CNN notes that hundreds of protesters are calling for “greater democracy and freedom.” Thousands of Chinese citizens across the country — in Beijing, Shanghai, Chengdu, Guangzhou, Wuhan, and at several universities — have courageously taken to the streets to voice their opposition to COVID restrictions and CCP rule.

We can expect a regime crackdown similar to that which occurred in 1989 during the Tiananmen Square protests, which also spread to other cities in China. Don’t expect the rise of a CCP Gorbachev. And this development makes war in the South China Sea more likely.

The protests began in the wake of a deadly fire in an apartment building in Urumqi, the capital of Xinjiang province in western China, that resulted in the deaths of 10 people. Urumqi has been in COVID lockdown for more than 100 days. CNN reports that videos of the fire showed that lockdown restrictions delayed firefighters in their efforts to rescue victims. Protesters have been beaten and arrested. Physical barriers have been erected to block major roads. Videos of protests have been removed from the regime-controlled internet. The ubiquitous state surveillance system will enable the regime to identify and prosecute protesters.

On the international stage, the greater danger is that if internal dissent gets out of control, Xi may launch a war to reunify Taiwan with the mainland to maintain internal control over China. A “patriotic” war to reclaim Taiwan could be used by the CCP leadership to unify the country against an outside enemy, i.e., the Taiwanese government and perhaps the United States. Xi only has to look back at Mao Zedong’s war against India in 1962, which experts contend Mao launched to strengthen internal control in the wake of his disastrous Great Leap Forward that killed tens of millions of Chinese people in the late 1950s and early 1960s.

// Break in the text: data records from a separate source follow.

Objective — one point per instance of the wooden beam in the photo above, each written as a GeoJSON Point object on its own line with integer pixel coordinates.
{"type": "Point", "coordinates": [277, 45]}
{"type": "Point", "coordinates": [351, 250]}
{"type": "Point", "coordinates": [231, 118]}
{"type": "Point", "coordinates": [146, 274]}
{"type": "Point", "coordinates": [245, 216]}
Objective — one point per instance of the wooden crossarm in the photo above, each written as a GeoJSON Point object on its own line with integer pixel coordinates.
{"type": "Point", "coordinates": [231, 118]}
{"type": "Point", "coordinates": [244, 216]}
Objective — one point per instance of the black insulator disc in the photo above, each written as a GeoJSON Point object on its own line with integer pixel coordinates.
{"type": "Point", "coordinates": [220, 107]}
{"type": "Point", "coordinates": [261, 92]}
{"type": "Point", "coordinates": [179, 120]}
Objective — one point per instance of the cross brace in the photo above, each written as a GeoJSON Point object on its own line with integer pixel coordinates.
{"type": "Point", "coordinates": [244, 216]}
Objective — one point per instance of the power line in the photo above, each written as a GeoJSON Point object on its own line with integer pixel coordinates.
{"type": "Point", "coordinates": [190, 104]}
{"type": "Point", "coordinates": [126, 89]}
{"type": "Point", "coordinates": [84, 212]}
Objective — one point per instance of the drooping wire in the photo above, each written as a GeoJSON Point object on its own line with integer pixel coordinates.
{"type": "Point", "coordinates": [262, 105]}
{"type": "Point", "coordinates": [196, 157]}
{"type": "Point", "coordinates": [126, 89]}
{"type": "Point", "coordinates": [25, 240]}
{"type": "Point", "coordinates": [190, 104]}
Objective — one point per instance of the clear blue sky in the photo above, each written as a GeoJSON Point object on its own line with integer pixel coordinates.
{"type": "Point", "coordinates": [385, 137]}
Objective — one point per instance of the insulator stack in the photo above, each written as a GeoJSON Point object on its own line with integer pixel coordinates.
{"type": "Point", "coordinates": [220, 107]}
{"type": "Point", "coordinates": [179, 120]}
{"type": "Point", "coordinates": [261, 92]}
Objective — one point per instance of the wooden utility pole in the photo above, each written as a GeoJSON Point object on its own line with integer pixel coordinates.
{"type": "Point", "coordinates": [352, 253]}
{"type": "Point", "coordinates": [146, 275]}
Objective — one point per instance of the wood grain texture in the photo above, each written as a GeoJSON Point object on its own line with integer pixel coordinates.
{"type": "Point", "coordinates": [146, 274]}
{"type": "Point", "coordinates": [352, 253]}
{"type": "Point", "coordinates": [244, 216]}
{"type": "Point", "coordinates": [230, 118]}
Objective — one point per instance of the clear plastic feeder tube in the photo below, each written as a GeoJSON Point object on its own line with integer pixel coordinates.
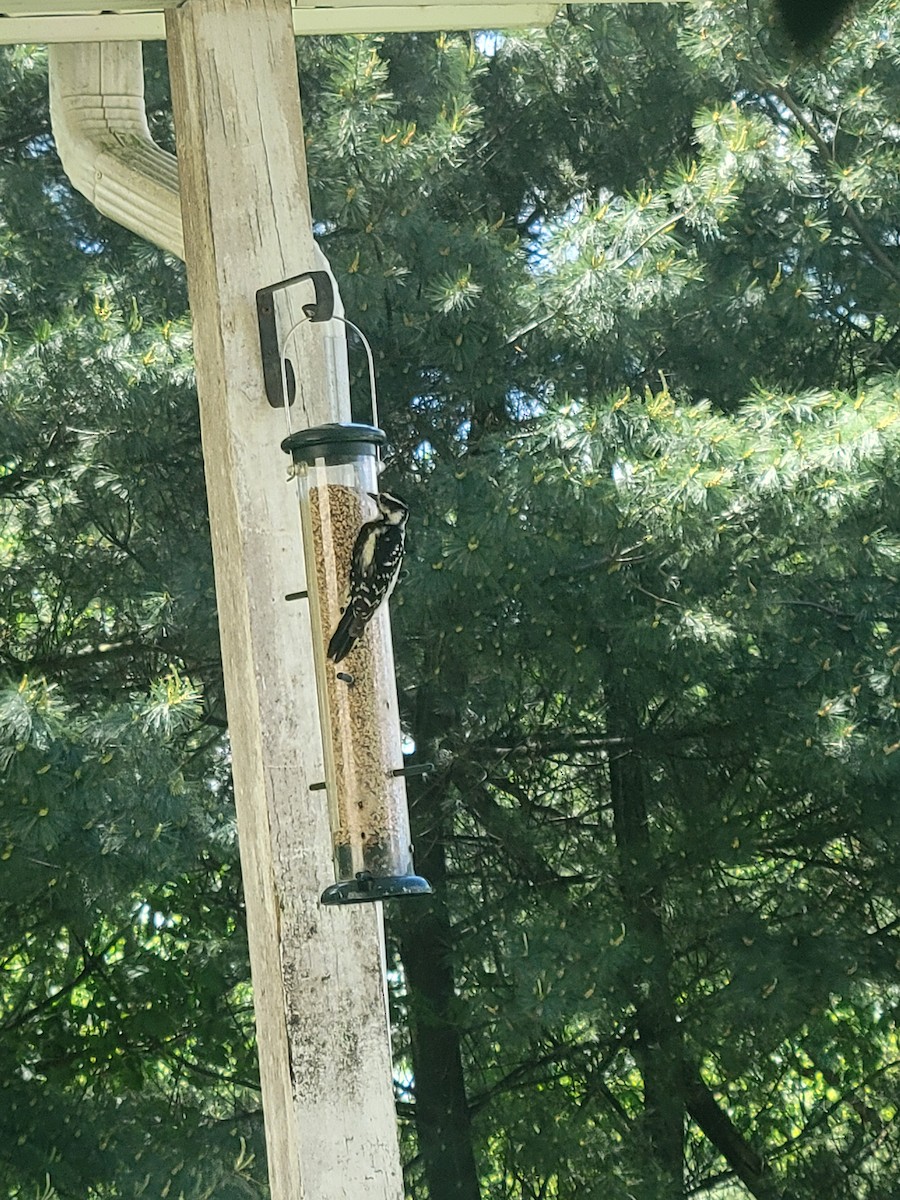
{"type": "Point", "coordinates": [336, 469]}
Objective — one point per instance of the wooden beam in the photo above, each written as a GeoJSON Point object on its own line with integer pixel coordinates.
{"type": "Point", "coordinates": [318, 979]}
{"type": "Point", "coordinates": [46, 21]}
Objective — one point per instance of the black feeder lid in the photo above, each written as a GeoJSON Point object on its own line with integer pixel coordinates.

Prior to the Sino-Indian War, Mao’s leadership was under attack due to the catastrophic failure of the Great Leap Forward. Bertil Lintner argues that Mao “was discredited and, very likely on his way out,” and decided that the best way to maintain his power was by unifying the country against a foreign foe.

Claude Arpi, writing in the Indian Defence Review, explained that the war with India is “closely linked” to Mao’s regaining total power.

Or Xi can look to China’s invasion of Vietnam in 1979, which Richard Chen concluded was launched at least in part to consolidate Deng Xiaoping’s internal power in the wake of Mao’s death and the resultant struggle for power within the CCP.

Joshua Eisenman, then a senior fellow for China Studies at the American Foreign Policy Council, agreed that Deng “advocated the attack on Vietnam because it allowed him to accelerate military modernization and de-Maoification and thus defeat his political rival[s] … and take control of China.”

The mass protests in China threaten to weaken and undermine Xi’s recent internal triumph at the 20th Party Congress. If the protests continue and spread even further within China, Xi will not only have to ramp up the repressive security apparatus to crush dissent, but he may attempt, as Mao and Deng did, to unify the country by launching a war. The gathering storm in the South China Sea just got scarier.